FDA staff say Moderna flu shot data support use in seniors
FDA staff said Moderna’s flu shot data could support use in adults 65 and older, but a key vote still hinges on how well the immune response translates into protection.

FDA staff reviewers said Moderna’s flu vaccine candidate may be strong enough to support use in adults 65 and older, putting the company a step closer to a U.S. decision before the next flu season. The agency’s briefing documents said the shot generated an immune response that may support effectiveness in seniors, and that it showed superior relative vaccine efficacy versus a standard-dose flu vaccine in adults 50 to 64.
The stakes are highest for older adults, who face the greatest risk of severe influenza, hospitalization and death. But Moderna’s filing for people 65 and older rests mainly on immunogenicity data against a standard-dose vaccine, not against the higher-dose flu shots that the Centers for Disease Control and Prevention and its advisers preferentially recommend for this age group. CDC evidence reviews say high-dose inactivated flu vaccines contain four times the antigen dosage of standard-dose inactivated vaccines, which is why the choice of comparator has become a central issue.
The next formal test comes on June 18, 2026, when the Food and Drug Administration’s Vaccines and Related Biological Products Advisory Committee meets in open session to discuss and make recommendations on the safety and effectiveness of MFLUSIVA, Moderna TX Inc.’s mRNA influenza vaccine, for people 50 years and older. Moderna is seeking regular approval for adults 50 to 64 and accelerated approval for adults 65 and older, a split pathway that underscores how differently regulators may view immune-response data for younger and older patients.

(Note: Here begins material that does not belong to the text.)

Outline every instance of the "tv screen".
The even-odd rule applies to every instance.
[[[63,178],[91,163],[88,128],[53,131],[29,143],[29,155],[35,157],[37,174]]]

The review marks a sharp turn from February, when the FDA issued a refusal-to-file letter on Moderna’s investigational seasonal flu vaccine, mRNA-1010, and said it would not begin review. Moderna then requested a Type A meeting, amended its submission and won acceptance of the filing for review on February 18, 2026. Former FDA officials had criticized the earlier study design, arguing that older patients should have been compared with the high-dose control used in routine care.

The broader regulatory backdrop also matters. FDA leadership under Marty Makary and Health Secretary Robert F. Kennedy Jr. has taken a more skeptical stance toward some vaccines, especially mRNA-based products, making the staff briefing a notable signal that Moderna’s data have cleared at least one important hurdle. Moderna shares rose 6% after the briefing documents became public, suggesting investors saw the review as a meaningful improvement in the company’s odds, even though the advisory vote and final FDA decision still lie ahead.